Wednesday, November 2, 2016

Marantz in the 1970's

Here's the finally updated AudioKarma thread on the giant Marantz factory in Chatsworth.  The background story is that after Superscope/Marantz opened this around 1976, they had spent so much money building it, and the market had fallen off since construction began, and costs in Japan had gone so far up, that they were broke and sold out to their foreign partners (a typical story in business, the Taj Mahal Building story).

Add to that my first personal story.  I had lusted after Marantz equipment ever since seeing a 20 in a store in 1970.  But I did ponder many alternatives before deciding what to get to replace my lousy and ill-functioning Dynaco SCA35.  I tried to have the SCA-35 repaired at a repair center on 30th Street in San Diego California in 1973.  The repair person did a bunch of things, but when I got back to my dorm room in Los Angeles, I had the same original problem--a frying noise.

I had talked to that erudite repair person about my choice in getting something new.  He wasn't inclined to see anything wrong with the SCA 35.  But anyway I proposed a Dynaco 120 plus a PAT-5, and a Marantz 2270.  His answer was that there "was no comparison."  I found this answer unilluminating and maddening.  Did he mean the Marantz was so much better?  Or that I shouldn't even be considering such choices?  He seemed to know more but be unwilling to say.  Maddening!

I though the Dynaco more reasonable for the money, but the Marantz seemed nicer somehow.  So when Pacific Stereo in Pomona dropped the price of 2270 to $399 in the summer of 1974, I couldn't resist any longer.  The frying-sound amp had one more chance at repair before becoming my sister's amplifier, but it failed that and was virtually donated when she got a nice reliable Kenwood amplifier that served her for 20 years and perhaps still.

At first, for a few weeks, I hated the 2270.  Among other things I found some of the controls a bit scratchy.  I took it back to pacific stereo for repair.  I got it back a week later identical.  Oh, well, I found after a few days the problem went away.  But also, all along, I was noticing a thin-ness compared to my SCA 35.  The SCA35 tube amplifier was giving me nice rounded out bass, whereas on the transistorized reciever the bass was all dried up.

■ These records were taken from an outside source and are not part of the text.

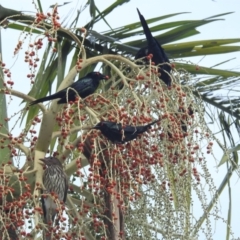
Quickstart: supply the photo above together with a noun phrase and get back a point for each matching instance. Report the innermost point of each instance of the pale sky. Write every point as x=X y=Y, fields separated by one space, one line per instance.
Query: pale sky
x=198 y=9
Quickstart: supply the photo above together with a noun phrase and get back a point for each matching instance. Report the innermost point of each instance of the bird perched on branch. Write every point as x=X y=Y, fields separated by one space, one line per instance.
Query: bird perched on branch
x=55 y=182
x=85 y=86
x=154 y=48
x=117 y=133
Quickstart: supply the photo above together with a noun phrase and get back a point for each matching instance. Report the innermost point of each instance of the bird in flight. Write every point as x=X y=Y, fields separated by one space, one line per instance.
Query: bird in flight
x=158 y=54
x=85 y=86
x=119 y=134
x=55 y=181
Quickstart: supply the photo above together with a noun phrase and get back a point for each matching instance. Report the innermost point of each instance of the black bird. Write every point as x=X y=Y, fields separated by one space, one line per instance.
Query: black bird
x=54 y=181
x=154 y=48
x=117 y=133
x=85 y=86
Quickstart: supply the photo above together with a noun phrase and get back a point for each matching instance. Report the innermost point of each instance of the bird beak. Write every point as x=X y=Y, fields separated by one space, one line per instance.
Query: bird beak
x=43 y=160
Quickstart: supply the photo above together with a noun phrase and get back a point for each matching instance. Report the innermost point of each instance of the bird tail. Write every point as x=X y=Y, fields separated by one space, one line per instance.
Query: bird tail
x=146 y=29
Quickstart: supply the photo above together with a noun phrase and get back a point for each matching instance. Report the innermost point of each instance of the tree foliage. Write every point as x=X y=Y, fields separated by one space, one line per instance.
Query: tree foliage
x=140 y=190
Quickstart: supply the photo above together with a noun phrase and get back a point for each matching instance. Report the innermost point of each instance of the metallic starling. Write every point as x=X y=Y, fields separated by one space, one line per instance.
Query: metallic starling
x=119 y=134
x=154 y=48
x=85 y=86
x=55 y=181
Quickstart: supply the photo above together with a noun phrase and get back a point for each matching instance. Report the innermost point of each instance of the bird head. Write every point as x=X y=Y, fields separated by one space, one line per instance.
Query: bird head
x=49 y=161
x=98 y=126
x=97 y=76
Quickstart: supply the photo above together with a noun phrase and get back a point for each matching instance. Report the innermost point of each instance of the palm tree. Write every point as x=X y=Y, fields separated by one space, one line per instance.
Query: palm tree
x=140 y=190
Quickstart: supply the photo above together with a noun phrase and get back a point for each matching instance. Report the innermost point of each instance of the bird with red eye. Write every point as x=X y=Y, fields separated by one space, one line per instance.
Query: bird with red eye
x=55 y=183
x=84 y=87
x=155 y=52
x=119 y=134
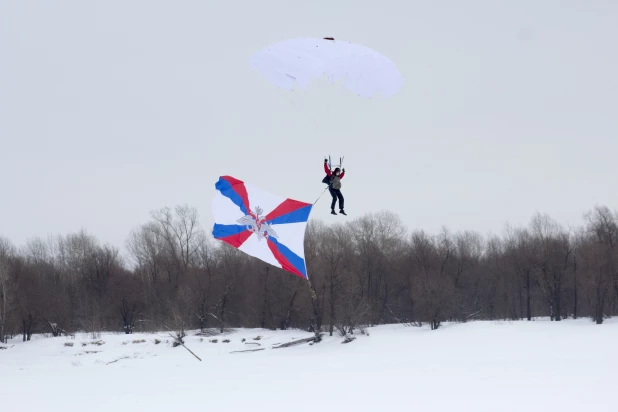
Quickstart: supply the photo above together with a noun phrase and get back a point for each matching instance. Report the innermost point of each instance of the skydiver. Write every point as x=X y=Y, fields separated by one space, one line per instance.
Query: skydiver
x=334 y=187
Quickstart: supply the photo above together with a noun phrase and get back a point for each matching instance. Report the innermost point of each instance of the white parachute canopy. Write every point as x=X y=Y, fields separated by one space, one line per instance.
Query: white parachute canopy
x=298 y=61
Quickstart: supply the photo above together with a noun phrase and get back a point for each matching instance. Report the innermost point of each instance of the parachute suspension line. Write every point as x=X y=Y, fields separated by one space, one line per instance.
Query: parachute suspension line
x=316 y=200
x=314 y=320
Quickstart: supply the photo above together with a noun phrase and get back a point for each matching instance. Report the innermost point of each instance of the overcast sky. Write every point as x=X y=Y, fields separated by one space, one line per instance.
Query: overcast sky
x=111 y=109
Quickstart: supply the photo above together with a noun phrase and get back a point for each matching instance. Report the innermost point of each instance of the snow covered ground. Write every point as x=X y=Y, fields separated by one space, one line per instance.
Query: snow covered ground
x=478 y=366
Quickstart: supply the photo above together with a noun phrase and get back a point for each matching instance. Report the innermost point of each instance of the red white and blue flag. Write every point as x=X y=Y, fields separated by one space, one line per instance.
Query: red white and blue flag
x=261 y=224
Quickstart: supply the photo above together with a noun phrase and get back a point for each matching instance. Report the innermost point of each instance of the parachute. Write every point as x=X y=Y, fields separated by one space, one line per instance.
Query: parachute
x=298 y=61
x=260 y=224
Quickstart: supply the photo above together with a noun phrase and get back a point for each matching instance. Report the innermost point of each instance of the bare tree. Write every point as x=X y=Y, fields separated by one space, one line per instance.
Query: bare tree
x=7 y=286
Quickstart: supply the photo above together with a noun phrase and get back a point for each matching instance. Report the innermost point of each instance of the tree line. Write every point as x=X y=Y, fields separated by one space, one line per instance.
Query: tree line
x=368 y=271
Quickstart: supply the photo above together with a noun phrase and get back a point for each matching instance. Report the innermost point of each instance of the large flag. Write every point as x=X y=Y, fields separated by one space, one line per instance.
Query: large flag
x=261 y=224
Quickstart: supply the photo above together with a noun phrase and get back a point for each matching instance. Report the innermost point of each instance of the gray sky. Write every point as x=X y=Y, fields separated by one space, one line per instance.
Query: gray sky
x=110 y=109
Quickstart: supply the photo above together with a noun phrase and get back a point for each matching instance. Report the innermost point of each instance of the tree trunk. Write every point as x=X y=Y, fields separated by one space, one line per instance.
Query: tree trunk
x=528 y=305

By a couple months later, I had as much as forgotten that initial impression, and now it seemed, and decidedly so, the transistorized receiver had much tighter and more accurate bass.  Anyway, I was fine with the sound of the Marantz and the whole system I had (Dual 1209 turntable, large Advent speakers, Shure V15 III cartridge) for about 3 years before nagging doubts set in.  And for the first year, I felt like Big Man On Campus as people came and wanted to hear my system, I weirdly brought it all to the girlfriends house over christmas vacation, and so on.  By the second year, I was in the second tier, and so on.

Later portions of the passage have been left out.